Yellow Box violations, meanwhile, cause gridlocks and tend to slow if not halt traffic flow. It causes long chain reactions that eventually screw up automated traffic systems. And the damage resulting from box obstructions tend to be difficult to untangle, and will normally require manual intervention by traffic enforcers. Yellow Box violations tend to involve multiple lane obstructions.

Traffic enforcement also appears to be more tolerant of Yellow Box obstructions and counterflowing, particularly from two-wheeled vehicles, during rush hour and heavy traffic situations. But isn’t it precisely during these situations that motorists should be more conscious or rules and more compliant, and that traffic enforcers should be less forgiving?

It has been reported often enough that Metro Manila loses billions of pesos daily in relation to productivity and economic output because of the countless hours spent in traffic gridlocks and considerable delays in the movement of people and goods because of traffic. But, in turn, how much has Metro Manila spent to fix the problem?


In short, are we putting in enough resources to resolve the problem? Excluding the cost of roads and bridges, how much are we spending on traffic management and administration if only to minimize or mitigate economic losses resulting from traffic congestion? If we spend more time and resources going after “seatbelt” violations, how is this helping improve traffic flow?

If we lack resources to further improve traffic management and administration, perhaps with the use of technology, then perhaps we should consider the possibility of “profiting” from the violations? Maybe all traffic penalties and fines collected by MMDA and local government units should be earmarked primarily for technical interventions to improve traffic management.

I have yet to find data to show how much LTO, MMDA, and local government units collect from traffic penalties and fines as well as parking fees. But I am certain that a concerted effort to “collect” particularly from Yellow Box violations and counterflows will yield a significant amount of funds for traffic management.

It’s economics. I believe the costs related to enforcement and apprehension will be far exceeded by the fines to be collected, judging from daily traffic gridlocks. No-contact apprehension can work effectively in this case — all a matter of strategically mounting cameras in key intersections and over lanes where counterflowing are prevalent.

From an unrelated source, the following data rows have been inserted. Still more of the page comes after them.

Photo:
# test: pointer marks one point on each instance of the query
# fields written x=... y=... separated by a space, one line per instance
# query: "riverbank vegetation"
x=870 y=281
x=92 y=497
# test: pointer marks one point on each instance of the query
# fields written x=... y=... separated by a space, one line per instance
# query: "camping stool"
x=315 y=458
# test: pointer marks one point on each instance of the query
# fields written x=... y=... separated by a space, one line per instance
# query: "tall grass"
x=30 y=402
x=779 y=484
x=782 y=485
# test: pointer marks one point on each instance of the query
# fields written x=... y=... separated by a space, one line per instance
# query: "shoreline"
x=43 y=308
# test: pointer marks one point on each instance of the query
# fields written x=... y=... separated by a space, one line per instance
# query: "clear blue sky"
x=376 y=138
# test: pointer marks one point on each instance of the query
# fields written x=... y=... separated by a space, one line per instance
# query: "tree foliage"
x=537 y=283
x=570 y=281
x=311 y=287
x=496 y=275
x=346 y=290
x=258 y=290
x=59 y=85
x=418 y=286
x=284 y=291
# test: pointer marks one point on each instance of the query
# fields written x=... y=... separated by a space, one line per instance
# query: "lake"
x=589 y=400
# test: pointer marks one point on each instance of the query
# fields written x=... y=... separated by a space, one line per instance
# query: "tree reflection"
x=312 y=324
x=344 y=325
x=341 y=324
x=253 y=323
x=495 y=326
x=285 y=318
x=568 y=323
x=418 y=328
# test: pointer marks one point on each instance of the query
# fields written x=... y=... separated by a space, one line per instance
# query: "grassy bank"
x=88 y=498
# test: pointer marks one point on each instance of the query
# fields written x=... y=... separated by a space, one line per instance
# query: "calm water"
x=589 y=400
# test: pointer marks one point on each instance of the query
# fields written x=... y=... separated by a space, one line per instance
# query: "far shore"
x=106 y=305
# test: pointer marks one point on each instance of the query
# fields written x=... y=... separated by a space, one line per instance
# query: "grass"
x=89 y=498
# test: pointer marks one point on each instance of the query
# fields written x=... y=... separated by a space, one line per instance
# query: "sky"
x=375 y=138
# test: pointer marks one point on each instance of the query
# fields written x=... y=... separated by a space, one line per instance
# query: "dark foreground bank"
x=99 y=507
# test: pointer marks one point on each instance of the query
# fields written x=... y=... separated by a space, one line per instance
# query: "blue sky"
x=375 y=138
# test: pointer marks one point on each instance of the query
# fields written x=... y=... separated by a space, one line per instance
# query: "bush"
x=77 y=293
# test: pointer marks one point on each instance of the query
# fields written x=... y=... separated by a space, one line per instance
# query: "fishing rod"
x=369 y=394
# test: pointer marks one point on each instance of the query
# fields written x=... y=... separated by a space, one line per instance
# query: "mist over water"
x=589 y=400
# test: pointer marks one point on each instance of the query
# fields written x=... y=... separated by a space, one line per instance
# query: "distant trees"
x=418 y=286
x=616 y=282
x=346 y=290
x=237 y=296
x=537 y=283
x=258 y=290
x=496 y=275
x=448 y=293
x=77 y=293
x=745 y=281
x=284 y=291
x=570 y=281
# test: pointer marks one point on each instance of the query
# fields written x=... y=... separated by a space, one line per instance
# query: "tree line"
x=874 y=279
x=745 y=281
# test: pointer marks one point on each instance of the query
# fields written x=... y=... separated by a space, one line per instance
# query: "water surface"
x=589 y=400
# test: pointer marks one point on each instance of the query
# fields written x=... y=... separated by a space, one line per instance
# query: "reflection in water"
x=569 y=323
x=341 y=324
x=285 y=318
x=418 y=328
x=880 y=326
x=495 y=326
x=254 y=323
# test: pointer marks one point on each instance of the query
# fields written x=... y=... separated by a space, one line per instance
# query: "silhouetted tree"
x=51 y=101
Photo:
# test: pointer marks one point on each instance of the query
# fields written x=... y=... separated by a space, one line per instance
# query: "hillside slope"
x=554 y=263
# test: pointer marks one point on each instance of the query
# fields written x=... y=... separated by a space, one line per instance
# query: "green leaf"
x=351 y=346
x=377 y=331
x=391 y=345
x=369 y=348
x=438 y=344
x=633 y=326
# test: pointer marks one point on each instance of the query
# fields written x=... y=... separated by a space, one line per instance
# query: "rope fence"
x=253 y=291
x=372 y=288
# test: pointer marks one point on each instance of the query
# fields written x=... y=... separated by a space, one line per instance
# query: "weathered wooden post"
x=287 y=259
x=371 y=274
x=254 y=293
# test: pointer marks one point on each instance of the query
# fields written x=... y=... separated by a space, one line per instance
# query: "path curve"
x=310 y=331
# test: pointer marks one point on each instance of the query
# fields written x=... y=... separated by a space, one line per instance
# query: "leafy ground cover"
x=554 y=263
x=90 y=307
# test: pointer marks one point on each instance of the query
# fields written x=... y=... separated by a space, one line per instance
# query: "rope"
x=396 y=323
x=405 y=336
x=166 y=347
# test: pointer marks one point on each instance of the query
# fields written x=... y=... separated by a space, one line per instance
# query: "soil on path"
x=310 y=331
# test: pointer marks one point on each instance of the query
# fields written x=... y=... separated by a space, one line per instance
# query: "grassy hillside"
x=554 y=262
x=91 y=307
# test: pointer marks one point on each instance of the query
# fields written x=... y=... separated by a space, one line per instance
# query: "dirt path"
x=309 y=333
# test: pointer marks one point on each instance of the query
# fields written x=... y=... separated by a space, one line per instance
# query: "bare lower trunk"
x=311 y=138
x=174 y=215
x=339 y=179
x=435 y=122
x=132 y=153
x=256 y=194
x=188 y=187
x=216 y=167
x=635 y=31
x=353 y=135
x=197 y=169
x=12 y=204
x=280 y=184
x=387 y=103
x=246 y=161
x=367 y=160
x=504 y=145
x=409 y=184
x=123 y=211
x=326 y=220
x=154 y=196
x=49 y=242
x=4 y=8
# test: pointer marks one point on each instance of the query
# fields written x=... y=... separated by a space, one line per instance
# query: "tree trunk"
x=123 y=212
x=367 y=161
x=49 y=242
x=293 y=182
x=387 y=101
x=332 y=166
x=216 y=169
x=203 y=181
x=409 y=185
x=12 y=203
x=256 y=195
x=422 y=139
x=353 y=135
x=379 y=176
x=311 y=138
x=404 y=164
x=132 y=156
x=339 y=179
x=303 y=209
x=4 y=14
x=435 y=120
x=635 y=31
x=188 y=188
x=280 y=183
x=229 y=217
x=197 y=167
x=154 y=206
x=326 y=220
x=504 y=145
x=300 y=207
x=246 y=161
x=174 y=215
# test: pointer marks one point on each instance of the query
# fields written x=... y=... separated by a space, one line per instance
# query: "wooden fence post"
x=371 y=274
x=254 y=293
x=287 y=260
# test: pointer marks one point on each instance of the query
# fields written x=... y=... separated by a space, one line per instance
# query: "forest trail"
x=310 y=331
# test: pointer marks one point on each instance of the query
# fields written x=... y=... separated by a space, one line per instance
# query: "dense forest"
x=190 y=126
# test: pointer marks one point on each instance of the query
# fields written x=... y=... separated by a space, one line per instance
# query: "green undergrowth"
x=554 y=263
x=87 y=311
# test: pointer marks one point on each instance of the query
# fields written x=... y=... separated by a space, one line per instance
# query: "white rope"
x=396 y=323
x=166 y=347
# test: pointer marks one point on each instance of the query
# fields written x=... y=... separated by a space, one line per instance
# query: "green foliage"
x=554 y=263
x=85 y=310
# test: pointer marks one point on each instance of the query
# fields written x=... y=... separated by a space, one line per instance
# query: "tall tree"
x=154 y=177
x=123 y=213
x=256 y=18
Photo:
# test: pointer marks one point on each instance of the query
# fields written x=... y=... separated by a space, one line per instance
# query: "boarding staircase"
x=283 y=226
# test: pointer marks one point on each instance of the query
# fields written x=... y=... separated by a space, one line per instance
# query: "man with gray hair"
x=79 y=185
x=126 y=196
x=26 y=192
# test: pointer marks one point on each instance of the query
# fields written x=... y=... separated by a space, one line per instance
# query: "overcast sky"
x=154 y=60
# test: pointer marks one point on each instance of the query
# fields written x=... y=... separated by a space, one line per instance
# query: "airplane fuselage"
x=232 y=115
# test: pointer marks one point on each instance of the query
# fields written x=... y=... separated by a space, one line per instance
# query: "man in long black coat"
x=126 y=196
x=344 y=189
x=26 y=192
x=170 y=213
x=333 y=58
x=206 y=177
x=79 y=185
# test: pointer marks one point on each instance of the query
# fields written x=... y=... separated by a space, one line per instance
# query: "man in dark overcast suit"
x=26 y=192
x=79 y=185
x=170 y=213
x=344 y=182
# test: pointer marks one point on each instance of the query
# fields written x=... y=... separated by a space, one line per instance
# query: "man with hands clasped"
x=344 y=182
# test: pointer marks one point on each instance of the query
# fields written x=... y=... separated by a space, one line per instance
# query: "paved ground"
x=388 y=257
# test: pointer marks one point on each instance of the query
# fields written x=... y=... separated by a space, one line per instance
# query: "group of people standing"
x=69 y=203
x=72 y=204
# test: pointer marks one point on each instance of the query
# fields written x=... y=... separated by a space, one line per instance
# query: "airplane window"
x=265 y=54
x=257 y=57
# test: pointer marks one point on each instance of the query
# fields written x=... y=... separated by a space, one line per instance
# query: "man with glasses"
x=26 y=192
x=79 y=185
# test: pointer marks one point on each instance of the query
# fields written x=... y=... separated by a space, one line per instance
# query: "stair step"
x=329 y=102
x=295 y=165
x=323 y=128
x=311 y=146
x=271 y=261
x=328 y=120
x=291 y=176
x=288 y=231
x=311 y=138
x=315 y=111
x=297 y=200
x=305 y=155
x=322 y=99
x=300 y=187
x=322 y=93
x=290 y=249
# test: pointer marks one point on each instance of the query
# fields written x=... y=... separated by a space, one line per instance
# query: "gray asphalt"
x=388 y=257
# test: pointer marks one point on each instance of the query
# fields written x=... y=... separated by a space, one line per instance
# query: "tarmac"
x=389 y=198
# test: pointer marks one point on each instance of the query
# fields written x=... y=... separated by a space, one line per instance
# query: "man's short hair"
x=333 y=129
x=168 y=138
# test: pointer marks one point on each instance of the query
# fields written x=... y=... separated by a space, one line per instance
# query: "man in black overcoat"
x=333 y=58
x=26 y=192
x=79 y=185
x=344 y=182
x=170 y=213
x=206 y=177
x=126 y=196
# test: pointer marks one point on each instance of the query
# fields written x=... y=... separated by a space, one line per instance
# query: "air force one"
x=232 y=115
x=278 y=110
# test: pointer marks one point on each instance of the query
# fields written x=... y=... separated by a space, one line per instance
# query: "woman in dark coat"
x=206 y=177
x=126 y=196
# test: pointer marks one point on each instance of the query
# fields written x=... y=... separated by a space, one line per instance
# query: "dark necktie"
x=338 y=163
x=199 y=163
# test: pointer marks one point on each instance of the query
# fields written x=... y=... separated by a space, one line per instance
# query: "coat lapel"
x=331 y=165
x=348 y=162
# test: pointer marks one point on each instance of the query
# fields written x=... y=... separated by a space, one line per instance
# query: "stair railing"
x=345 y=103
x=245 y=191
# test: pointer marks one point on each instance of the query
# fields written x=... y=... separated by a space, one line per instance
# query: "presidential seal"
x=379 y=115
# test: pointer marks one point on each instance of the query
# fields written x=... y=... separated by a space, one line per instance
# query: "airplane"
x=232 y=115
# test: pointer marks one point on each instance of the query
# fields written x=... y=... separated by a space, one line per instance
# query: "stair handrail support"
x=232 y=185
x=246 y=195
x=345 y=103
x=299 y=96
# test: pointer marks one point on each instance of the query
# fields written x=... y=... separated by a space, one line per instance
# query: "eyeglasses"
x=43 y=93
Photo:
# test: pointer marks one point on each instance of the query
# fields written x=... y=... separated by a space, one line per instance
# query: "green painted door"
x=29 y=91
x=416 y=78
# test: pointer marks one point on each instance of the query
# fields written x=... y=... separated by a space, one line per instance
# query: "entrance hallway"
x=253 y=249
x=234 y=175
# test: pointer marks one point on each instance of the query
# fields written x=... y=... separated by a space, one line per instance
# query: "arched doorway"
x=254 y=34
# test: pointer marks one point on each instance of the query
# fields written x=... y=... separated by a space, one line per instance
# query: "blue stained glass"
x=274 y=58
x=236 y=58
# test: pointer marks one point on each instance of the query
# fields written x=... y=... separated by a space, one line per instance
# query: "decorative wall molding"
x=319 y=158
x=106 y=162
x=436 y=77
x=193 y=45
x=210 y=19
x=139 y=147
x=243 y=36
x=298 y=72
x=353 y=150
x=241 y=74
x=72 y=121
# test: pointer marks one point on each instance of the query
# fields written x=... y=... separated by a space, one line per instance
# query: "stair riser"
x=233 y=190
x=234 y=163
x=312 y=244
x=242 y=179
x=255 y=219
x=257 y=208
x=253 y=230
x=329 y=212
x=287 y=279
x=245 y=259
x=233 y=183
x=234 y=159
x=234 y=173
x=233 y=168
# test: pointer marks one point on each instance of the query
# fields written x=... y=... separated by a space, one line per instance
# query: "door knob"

Enforcement will be crucial here. In fact, Yellow Box and counterflow violations are fairly straightforward. If by the time the light turns red the camera shows you are still in the box, then that’s a violation. Or, if you are seen on camera to be on the lane of oncoming traffic, even during a failed attempt to overtake, then you are in violation. Apprehension plus ticket equals fine. All sent by mail.

The problem is, there seems to be little effort to apprehend. Local governments should review their local ordinances versus Yellow Box violations and counterflowing. They should consider investing in no-contact apprehension systems, and channeling more resources to camera-based or technology-based enforcement. A fine of P500 per violation will be a good starting point.

They should learn from the experience of Transport for London, the local government agency responsible for the transport system in Greater London. The agency was reported to have issued in 2015 about £6.5 million worth of penalty charge notices (PCN) for infringements in its box junctions. That’s equivalent to about P423 million in just one year, from Yellow Box violations alone.

Then there are reports that a single Yellow Box junction camera in London’s Fulham made over £12 million in fines over the last seven years. That’s roughly an average of 112 million yearly for just one Yellow Box camera. One can only wonder how much was initially spent to put up that camera, and how much is spent to operate it yearly. But I am sure, Fulham has been earning from it.


Marvin Tort is a former managing editor of Businessworld, and a former chairman of the Philippines Press Council.